Me dice mi amiga que estaba esperando en una de las bancas a su amigo, ella realmente a estas alturas pedía que llegara pronto para ir a refugiarse a algún café y no escuchar la música simultánea que no deja dormir a los árboles del jardín ni deja descansar las fuentes que habitan allí; ya desesperada cerró los ojos pidiendo en sus adentros que el silencio se hiciera presente. Abrió sus ojos y sí. El silencio estaba con ella, sólo con ella. Miró a su alrededor y las caras de las personas que pasaban frente a ella, iluminadas por unos faroles cuya luz era parduzca, y que caminaban por el piso rojo del jardín ahora antiguo, se veían grises y secas, como llenas de polvo; miró a su alrededor y el mariachi ya no estaba, estaban árboles grandísimos… un carro antiguo pasó frente a ella, en el suelo empedrado, era una callecita que rodeaba el jardín. Viró su cabeza buscando el Teatro Juárez y ahí estaba. Sólo que no estaba ni la Giganta ni la estatua del músico tuno que ahora desde hace tiempo lo acompañan. Hombres con sobreros, mujeres con enaguas y rebozos con sus caras ajadas por el tiempo, la miraban con curiosidad, cuchicheaban con voces inaudibles, el silencio imperaba desde esa época antigua eso era indiscutible… Lucía no daba crédito y decidió cerrar los ojos y pedir, no, no pedir, suplicar que los sonidos del Guanajuato vivo, presente, regresara. Sintió en su cara el viento frío de la noche, pero el silencio la seguía acompañando, no quiso abrir los ojos, no quiso saber de ese desliz temporal, ¿eso era? Pasaron los minutos y en el colmo de la desesperación por la calma allá afuera, decidió abrir los ojos, en cuanto los abrió vio a su amigo que llegaba con la eterna sonrisa y su  buena vibra; desesperada lo abrazó y eso fue suficiente para que el sonido del barullo típico de esta ciudad nocturna llegara a sus oídos como hace unos minutos… miró a su alrededor y la chica de los pays, el tuno con su capa, el mariachi en el bar, el agua cantarina, los árboles que no descansan sus hojas movidas por el viento, todo, todo seguía como siempre, como ahora, como en este presente. Se apuró a jalar de la mano a su amigo para huir al primer café que se le ocurrió, no ahí, ya no quería estar ahí. El café del Ágora del Baratillo fue su refugio y salvación, pidieron capuccinos y pastel para ponerse al día, la noche pasó, la plática y las risas estuvieron cubiertas de añoranza de tiempos antiguos, juntos… se despidieron en el jardín.

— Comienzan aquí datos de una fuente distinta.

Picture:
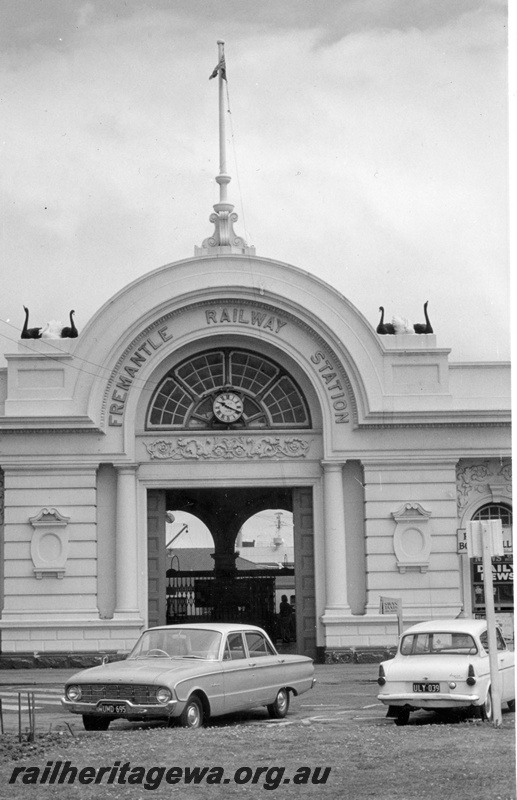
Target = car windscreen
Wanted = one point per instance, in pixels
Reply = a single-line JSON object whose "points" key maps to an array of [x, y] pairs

En su camino a casa, Lucía solo atinó a pensar que esos instantes fugaces de ese viaje al pasado la hicieron valorar lo que ahora tiene. Esta ciudad te enseña, esta ciudad te cuida, te muestra su pasado, porque está hecha de historias como cada uno de nosotros. Los que saben dicen que las historias de las ciudades y de las personas están hechas de silencios porque somos una compilación de tiempos pasados, sobre todo aquí en esta mágica ciudad que tiene sus casas enterradas debajo de la actual, porque aquí lo enterrado representa la mente y en el corazón de este lugar…y sí, los espíritus y fantasmas que rondan cada calle, callejón y plaza siguen mostrándonos una ciudad viva, colonial, cantarina como las palabras que relato en cada histomagia. ¿Quieres conocer de noche el centro de esta ciudad con almas vivas y muertas? ven, lee y anda Guanajuato.